Seventy-seven brave souls kicked off 2017 with a splash as the 31st annual Polar Bear Swim brought a large crowd of spectators and some eager swimmers to Gyro Park in Trail.

Seventy-seven brave souls kicked off 2017 with a splash as the 31st annual Polar Bear Swim brought a large crowd of spectators and some eager swimmers to Gyro Park in Trail.

Trail’s 31st annual Polar Bear swim splashes into New Year

Seventy-seven people took part in New Year's traditional swim at Trail's Gyro Park

A cool breeze subsided long enough for 77 hardy souls to brave the -4 C air temperature and welcome 2017 with a plunge into the Columbia River.

The 31st annual Polar Bear Swim at Gyro Park brought probably three times as many spectators as swimmers but there was no shortage of enthusiasm in the eager crowd.

Members of the 44 Engineer Squadron and 39 Combat Engineer Regiment built a fire, cleared paths and signed everyone up for the splashy welcome to another year.

The crowd was mixed with harden swimmers from years gone by to those in costumes to those who have finally decided to take the first plunge in the New Year’s Day tradition.

Andrea McInnes, 63, has watched the event many times but this was her first time participating.

“This is for my grandson (Justin McLaren),” she said while waiting the green light to jump in.

“It’s been on my bucket list for years.”

She was acclimatizing herself to the cool 4 C temperature prior to the swim.

“That’s so when I go in I won’t be so shocked.”

Immediately after the swim, she was beaming rather than shivering.

“It was invigorating cold thenWow’ I’m alive.”

Even though it’s now off her bucket list, she vowed to be back next year.

For 20-year-old Jonjin Whang of Korea, the thought of jumping in the Columbia River never crossed her mind last week.

She only landed in Canada on Dec. 30, preparing to attend Selkirk College in Castlegar.

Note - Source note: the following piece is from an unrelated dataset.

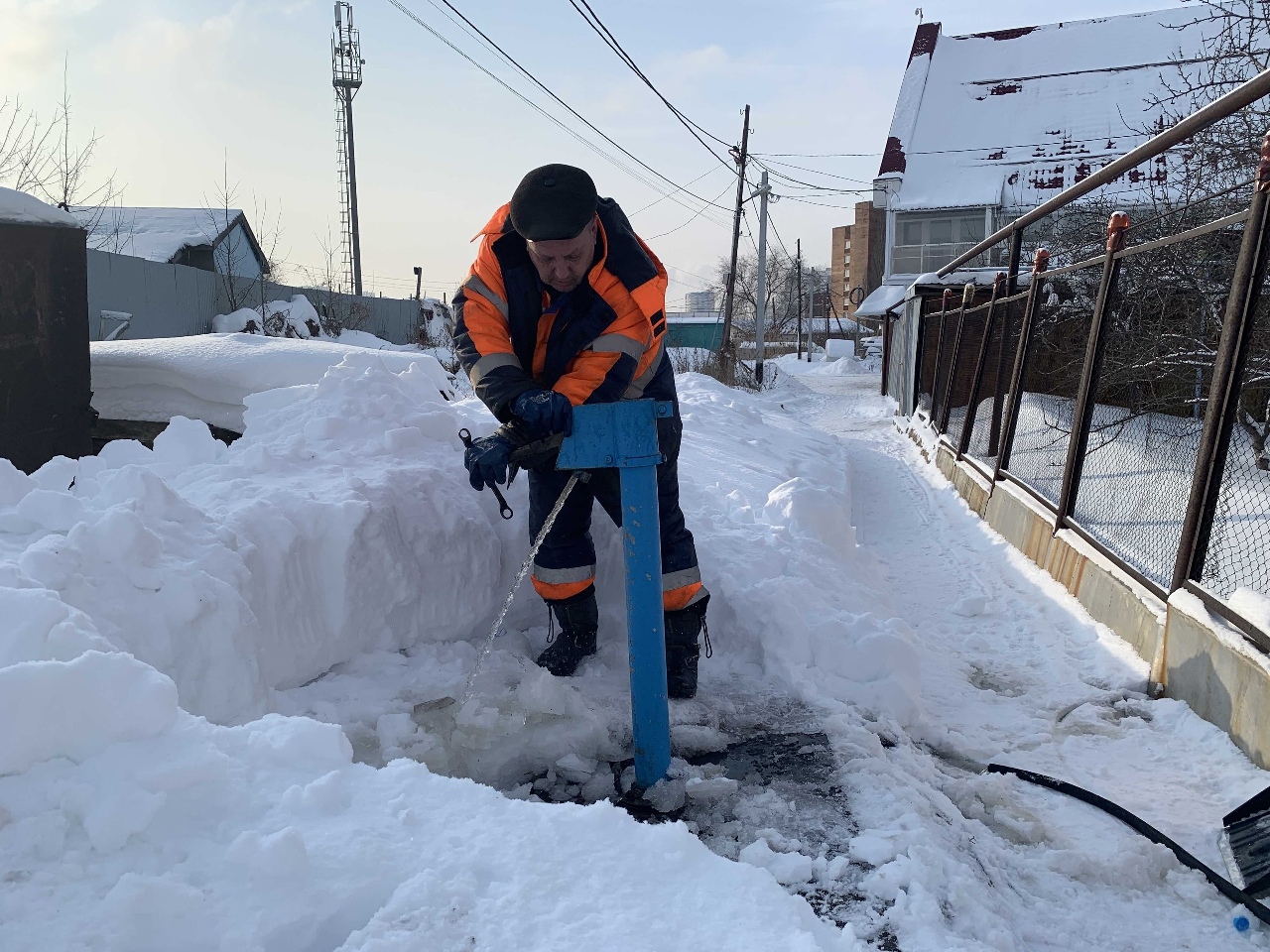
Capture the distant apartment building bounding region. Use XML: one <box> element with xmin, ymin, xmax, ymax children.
<box><xmin>685</xmin><ymin>291</ymin><xmax>715</xmax><ymax>312</ymax></box>
<box><xmin>829</xmin><ymin>202</ymin><xmax>886</xmax><ymax>317</ymax></box>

However, the people she is living with, John and Lisa Sloot, showed her a video of previous Polar Bear swims and she wanted to try it.

“I’ve never experienced anything like this,” she said in limited English prior to jumping in the river.

Right after she had a similar reaction to the icy waters that many Canadians felt after taking part in events around the country.

“My hands my feet are frozen.”

Rossland’s Charlotte Gibson is a veteran of four previous swims and her mindset was not to give it a second thought.

And she keeps coming back for more every year.

“Because it’s fun and you get to go for a swim at the pool after.”

Registrants were given passes to the Trail Aquatic Centre and a multitude of prizes were handed out to the crowd gathered around the roaring fire on the beach.

Shiloh Brown, 12, completed his second Polar Bear Swim and headed for the fire to keep warm.

“Just my toes got cold,” he said, adding he was also eager to head to the pool afterwards.

While the tally of swimmers stood at 77, there had to be almost 150 people cheering them on from dry spots around the park.

“It’s great to see all the people out,” said Shane Batch, warrant officer and squadron Sergeant Major with the 44 Engineer Squadron and 39 Combat Engineer Regiment and the main organizer of this year’s event.

“We really enjoy doing this and as long as they let us keep doing it, we’ll carry on doing it.”